In addition, compatibility tests, combined with routine plant monitoring, both of which form part of routine GMP practices,
should preclude the need to routinely monitor for metals associated with equipment.
Perhaps the most contentious of all the potential sources of metal contaminants are excipients. Excipients broadly fall into
- Mineral-based excipients, involving conversion of ores from mines (e.g., titanium dioxide)
- Plant-derived excipients, such as those grown in the soil (e.g., cellulose derivatives) or harvested in the ocean (e.g. carrageenan)
- Synthetic excipients, which are generated through synthetic processes (e.g., povidone, polyethylene glycol).
Of most concern are those excipients that are mined. These excipients are very likely to be subject to natural variation,
both in terms of metals present and levels. In many cases, the metals content in excipients is inherent from their source
and cannot "easily" be purified.
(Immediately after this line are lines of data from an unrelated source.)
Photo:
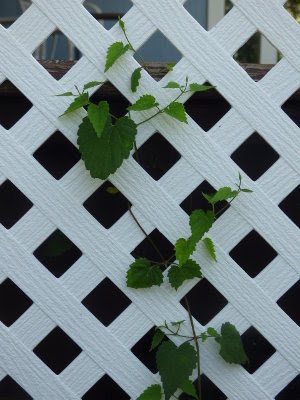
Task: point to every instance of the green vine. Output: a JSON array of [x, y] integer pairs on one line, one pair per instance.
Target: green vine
[[105, 141]]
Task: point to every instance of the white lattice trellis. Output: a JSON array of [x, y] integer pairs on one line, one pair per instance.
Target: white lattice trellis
[[58, 204]]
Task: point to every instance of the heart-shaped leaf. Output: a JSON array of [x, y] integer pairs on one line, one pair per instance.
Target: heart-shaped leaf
[[175, 365]]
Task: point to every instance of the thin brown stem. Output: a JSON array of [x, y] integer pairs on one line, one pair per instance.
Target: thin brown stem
[[195, 338]]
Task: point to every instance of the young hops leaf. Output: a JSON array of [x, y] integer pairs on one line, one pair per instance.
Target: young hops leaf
[[135, 79], [231, 346], [184, 249], [153, 392], [143, 103], [177, 111], [80, 101], [103, 156], [114, 52], [209, 244], [142, 274], [200, 223], [175, 365], [157, 339], [177, 275], [91, 84], [172, 85], [189, 388], [222, 194], [98, 116], [195, 87]]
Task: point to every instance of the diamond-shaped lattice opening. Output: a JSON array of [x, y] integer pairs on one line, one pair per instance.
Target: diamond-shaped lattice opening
[[57, 155], [253, 254], [204, 293], [107, 205], [207, 108], [289, 302], [10, 390], [14, 105], [291, 391], [255, 156], [57, 47], [156, 156], [106, 388], [117, 102], [293, 7], [13, 204], [291, 205], [252, 51], [106, 302], [141, 351], [57, 253], [209, 390], [158, 248], [107, 12], [14, 302], [291, 107], [159, 48], [257, 348], [196, 200], [196, 9], [57, 350]]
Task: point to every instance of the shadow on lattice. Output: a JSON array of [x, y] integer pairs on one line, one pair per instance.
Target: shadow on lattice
[[57, 350], [253, 253], [207, 108], [156, 156], [14, 302], [13, 204], [105, 388], [108, 7], [57, 155], [107, 205], [57, 253], [9, 390], [15, 106], [196, 200], [106, 292], [255, 156]]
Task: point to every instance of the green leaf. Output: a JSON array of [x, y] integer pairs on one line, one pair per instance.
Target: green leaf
[[66, 94], [184, 249], [114, 52], [231, 346], [112, 190], [209, 244], [172, 85], [195, 87], [247, 190], [157, 339], [98, 116], [143, 103], [222, 194], [177, 275], [142, 274], [170, 66], [135, 79], [212, 332], [200, 223], [189, 388], [80, 101], [57, 245], [177, 111], [91, 84], [175, 365], [104, 155], [153, 392]]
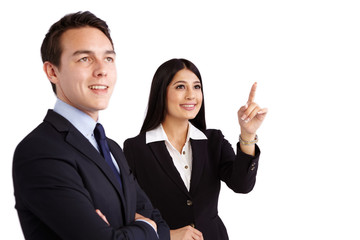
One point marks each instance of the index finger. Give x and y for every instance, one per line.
x=252, y=93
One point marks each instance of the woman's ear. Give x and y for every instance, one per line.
x=50, y=71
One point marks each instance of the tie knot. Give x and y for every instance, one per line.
x=99, y=132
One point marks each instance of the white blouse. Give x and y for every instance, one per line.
x=183, y=160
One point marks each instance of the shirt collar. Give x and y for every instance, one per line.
x=81, y=121
x=158, y=134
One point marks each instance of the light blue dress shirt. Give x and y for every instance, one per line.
x=81, y=121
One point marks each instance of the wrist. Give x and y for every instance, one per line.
x=248, y=139
x=247, y=136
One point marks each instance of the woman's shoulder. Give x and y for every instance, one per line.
x=137, y=139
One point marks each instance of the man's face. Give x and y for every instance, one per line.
x=87, y=73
Excipient manufacturers may not be able to change the metal content of a material. Also of
concern is the difference between bioavailable metal and the total level present in such materials. It is almost certainly
the case that a total level derived through an aggressive approach such as HF digestion will significantly overestimate the
actual level of the metal biologically available upon ingestion of an insoluble mineral based excipient
Another important factor to consider when assessing the risk associated with an excipient is the contribution of the excipient
in weight terms to the drug product. Certainly a number of excipients, for example titanium dioxide used as a table coating,
are used at very low levels, although they may themselves contain elevated levels of a particular metal the overall contribution
to the levels of metals in the drug product is negligible. Taking such factors into consideration is important if the industry
is to avoid an over-reaction to the risk associated with individual excipients.
Another potential source of metals is the primary container–closure system (CCS). The scope of any such assessment should
be carefully considered. FDA's guideline on CCS (see Table II) provides a useful guide to assist in this process (16).
Table II: Examples of packaging concerns for common classes of drug products. Adapted from FDA container–closure guidance
In the context of metal leachables, the highest risk is associated with liquid formulations. Solid dose formulations, such
as tablets in a foil blister pack, have low risk of leaching.
Even where a CCS is in scope, the risk assessment should focus on known potential risks, for example, antimony levels in polyethylene
terephthalate (PET), rather than an unfocused general screening.
By conducting a well-designed focused risk assessment it should be possible to accurately assess and counter the risk of metal
contaminants without the need for exhaustive analytical testing.
Of note, although the USP has publically communicated how it plans to implement changes and replace use of <231> Heavy Metals
in monographs, at this time, it is not clear how the pharmacopeia plans to update and implement changes in other related General
Chapters (e.g., USP <661> Closure Systems or USP <381> Elastomeric Components).